その資源をどう磨き上げるかが重要だ!」と小木曽村長さんは語る。
 根羽村では林業やネバーランドで働く従業員の採用を全国規模で行っており、多くの応募がある。現在、村民の1割がIターンによるもので、林業とネバーランドが雇用の立派な受け皿となっている。さらに、根羽村を源流域とする矢作川の下流域にある愛知県安城市とは、水が取り持つ縁で古くから交流があり、その交流をさらに密にしたのがネバーランドという訳だ。根羽村の祭りに子供達が来たときにはネバーランドで製造したものを試食してもらったり、逆にネバーランドで作ったヨーグルトを安城市の学校給食に出したり、名古屋グランパスのサッカーの試合会場で販売させてもらったりしている。

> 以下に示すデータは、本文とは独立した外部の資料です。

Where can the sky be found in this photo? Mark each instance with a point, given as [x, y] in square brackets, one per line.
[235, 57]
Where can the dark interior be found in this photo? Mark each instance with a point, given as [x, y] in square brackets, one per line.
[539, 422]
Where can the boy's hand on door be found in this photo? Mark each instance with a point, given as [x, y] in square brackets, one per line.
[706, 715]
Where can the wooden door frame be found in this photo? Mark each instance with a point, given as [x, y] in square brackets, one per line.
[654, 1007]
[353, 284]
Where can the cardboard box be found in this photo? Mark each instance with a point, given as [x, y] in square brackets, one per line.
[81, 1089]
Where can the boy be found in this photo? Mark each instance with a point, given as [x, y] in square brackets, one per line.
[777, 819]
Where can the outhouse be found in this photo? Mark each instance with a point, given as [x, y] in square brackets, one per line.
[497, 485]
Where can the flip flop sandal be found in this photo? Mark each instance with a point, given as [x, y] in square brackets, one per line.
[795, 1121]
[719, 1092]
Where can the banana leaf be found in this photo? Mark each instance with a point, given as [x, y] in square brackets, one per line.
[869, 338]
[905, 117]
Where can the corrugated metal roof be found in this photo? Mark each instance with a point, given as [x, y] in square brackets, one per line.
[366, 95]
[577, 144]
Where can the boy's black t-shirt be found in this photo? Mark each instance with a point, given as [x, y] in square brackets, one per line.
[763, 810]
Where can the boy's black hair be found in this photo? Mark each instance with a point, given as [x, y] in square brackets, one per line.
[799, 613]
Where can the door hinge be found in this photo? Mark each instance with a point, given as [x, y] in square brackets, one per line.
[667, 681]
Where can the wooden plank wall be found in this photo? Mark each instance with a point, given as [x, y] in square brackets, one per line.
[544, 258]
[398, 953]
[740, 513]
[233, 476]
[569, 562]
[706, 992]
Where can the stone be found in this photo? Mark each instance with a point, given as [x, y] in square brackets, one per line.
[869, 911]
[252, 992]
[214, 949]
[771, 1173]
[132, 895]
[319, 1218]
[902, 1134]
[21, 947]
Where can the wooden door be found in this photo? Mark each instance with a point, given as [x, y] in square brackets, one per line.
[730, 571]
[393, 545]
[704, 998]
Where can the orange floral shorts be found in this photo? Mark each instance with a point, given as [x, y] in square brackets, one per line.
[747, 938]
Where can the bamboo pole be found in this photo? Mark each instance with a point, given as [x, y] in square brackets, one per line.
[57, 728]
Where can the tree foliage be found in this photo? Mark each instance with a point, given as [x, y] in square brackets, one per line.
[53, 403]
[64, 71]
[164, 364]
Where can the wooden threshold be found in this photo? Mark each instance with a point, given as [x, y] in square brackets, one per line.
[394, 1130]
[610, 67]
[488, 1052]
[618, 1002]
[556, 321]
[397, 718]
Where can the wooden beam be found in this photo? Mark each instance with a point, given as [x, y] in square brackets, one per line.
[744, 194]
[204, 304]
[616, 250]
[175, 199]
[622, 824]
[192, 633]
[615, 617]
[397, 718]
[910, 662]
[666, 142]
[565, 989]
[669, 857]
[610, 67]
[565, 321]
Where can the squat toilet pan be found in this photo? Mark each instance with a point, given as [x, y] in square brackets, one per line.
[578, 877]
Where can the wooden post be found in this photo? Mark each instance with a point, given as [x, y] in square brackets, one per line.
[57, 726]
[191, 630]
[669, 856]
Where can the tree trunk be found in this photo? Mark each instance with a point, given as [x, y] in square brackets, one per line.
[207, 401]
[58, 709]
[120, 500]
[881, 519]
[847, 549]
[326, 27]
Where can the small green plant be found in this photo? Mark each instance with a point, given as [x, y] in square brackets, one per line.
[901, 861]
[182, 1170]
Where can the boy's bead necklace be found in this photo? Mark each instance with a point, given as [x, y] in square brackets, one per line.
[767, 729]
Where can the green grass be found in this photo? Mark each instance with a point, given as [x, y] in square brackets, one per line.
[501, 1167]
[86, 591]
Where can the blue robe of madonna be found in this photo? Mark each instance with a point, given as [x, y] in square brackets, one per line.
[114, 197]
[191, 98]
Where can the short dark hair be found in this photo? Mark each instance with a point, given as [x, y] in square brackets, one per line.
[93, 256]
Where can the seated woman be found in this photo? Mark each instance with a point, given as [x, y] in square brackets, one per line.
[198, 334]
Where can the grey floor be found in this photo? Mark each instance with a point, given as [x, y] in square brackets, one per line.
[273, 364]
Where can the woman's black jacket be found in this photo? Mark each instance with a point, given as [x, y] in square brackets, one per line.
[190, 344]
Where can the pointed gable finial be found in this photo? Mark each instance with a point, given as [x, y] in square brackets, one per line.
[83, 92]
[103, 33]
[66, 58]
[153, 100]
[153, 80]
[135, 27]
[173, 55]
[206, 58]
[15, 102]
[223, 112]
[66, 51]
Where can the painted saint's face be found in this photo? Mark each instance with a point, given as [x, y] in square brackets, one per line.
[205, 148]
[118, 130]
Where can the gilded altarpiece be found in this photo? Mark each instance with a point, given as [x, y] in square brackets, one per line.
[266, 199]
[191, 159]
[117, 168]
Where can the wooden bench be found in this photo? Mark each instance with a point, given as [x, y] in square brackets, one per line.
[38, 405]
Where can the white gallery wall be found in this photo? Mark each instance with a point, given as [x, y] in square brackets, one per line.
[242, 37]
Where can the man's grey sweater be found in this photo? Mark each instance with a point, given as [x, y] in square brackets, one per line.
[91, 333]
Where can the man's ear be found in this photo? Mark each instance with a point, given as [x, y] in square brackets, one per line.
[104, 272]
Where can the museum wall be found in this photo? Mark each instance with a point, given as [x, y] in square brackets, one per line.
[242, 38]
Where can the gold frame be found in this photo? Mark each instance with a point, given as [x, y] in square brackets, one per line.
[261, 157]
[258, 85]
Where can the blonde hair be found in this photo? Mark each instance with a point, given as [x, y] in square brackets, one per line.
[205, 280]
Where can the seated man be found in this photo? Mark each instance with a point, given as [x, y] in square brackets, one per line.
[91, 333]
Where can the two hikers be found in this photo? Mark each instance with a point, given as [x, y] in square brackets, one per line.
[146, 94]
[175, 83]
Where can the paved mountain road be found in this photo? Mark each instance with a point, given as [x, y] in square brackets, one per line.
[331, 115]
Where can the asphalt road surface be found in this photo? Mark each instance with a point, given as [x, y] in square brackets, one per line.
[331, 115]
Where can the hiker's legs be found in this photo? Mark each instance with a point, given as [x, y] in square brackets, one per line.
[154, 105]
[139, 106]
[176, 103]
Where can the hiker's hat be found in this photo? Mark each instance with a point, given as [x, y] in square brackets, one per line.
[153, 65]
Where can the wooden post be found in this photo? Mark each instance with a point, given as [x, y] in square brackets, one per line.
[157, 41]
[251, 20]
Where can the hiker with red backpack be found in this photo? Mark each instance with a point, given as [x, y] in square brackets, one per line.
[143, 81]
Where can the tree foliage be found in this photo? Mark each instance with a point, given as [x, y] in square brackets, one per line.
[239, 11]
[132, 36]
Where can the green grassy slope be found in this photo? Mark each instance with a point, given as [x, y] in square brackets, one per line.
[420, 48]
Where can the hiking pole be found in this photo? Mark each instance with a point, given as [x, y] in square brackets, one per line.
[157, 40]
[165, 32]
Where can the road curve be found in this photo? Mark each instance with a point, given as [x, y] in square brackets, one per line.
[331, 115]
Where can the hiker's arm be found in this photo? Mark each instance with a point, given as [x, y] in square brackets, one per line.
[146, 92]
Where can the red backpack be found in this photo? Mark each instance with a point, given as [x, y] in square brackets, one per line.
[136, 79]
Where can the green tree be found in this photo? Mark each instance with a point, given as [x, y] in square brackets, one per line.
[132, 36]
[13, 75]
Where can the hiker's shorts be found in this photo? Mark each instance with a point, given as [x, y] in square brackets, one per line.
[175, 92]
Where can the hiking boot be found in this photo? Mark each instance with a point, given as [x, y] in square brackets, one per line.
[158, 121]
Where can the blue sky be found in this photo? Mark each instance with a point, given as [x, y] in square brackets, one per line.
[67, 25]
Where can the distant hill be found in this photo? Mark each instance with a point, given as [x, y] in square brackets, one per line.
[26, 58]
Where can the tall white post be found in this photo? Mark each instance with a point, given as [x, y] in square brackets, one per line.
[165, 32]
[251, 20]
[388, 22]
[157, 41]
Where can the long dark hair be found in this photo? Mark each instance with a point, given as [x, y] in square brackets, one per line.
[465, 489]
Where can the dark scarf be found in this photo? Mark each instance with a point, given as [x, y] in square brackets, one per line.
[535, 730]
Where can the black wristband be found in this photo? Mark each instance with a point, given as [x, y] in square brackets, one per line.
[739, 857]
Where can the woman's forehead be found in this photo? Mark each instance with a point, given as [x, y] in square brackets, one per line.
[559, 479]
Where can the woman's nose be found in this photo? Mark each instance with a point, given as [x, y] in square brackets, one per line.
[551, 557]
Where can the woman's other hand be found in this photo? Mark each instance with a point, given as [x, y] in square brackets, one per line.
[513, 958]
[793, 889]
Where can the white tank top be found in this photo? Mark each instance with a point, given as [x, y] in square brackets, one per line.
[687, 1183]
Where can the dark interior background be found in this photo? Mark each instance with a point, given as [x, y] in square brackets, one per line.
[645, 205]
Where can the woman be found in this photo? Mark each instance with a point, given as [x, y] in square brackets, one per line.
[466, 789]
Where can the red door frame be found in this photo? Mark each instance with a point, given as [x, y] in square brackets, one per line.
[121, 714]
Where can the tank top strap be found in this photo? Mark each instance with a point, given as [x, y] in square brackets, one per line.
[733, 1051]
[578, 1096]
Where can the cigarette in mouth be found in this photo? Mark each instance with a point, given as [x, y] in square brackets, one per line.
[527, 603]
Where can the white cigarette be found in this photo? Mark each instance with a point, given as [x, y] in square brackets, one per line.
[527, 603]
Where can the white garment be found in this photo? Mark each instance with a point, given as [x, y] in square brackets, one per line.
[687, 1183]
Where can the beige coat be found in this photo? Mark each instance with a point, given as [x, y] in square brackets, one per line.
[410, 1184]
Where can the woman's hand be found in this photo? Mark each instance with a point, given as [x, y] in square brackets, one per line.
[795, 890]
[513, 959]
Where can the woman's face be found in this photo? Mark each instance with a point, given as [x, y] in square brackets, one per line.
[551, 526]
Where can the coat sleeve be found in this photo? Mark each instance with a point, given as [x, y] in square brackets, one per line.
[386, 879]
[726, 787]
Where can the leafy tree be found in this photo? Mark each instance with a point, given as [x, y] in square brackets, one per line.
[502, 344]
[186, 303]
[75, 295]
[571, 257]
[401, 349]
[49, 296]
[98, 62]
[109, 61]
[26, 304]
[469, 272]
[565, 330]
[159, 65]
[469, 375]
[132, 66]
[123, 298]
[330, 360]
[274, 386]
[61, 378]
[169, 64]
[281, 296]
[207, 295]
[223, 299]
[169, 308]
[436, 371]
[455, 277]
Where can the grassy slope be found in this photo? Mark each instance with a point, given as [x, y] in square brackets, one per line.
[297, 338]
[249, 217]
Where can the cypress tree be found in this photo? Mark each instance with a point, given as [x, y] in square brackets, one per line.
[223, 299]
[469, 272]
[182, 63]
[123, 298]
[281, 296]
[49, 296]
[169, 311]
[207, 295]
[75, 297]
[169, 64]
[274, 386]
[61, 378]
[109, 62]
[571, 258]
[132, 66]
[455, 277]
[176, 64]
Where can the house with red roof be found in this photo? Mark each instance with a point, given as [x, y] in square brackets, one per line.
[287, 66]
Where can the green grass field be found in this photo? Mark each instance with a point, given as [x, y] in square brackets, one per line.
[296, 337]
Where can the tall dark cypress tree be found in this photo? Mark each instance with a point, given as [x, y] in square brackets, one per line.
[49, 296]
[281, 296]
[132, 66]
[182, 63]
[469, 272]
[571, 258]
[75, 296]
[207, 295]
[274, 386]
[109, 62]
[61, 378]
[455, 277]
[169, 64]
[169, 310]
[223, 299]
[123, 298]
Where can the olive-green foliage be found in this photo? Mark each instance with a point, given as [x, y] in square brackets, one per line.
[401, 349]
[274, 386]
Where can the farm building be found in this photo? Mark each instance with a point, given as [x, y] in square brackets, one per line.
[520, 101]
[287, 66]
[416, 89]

 少子高齢化にある根羽村ではあるが、このような交流により非常に活気のある村となっており、今回の受賞は、こうした交流の中心的な役割をネバーランドが果たしているということが評価されたものである。

村にあるもの全てが地域資源

「地域にあるものなら何でも、石ころ一つであっても村おこしの資源」と捉え、それを磨き上げ、売っていくことで、地域おこしは可能になるというのが根羽村の今回の受賞が教える所だ。
 グローバル化が進めば進むほど、実は地域の個性が際立つというのが真実だろう。それを磨き売ることで、地域の産業ができ、雇用が生まれ、人が来る。この仕組みをいかに作っていけるのか。グローバル化の波が押し寄せる地域は問われている。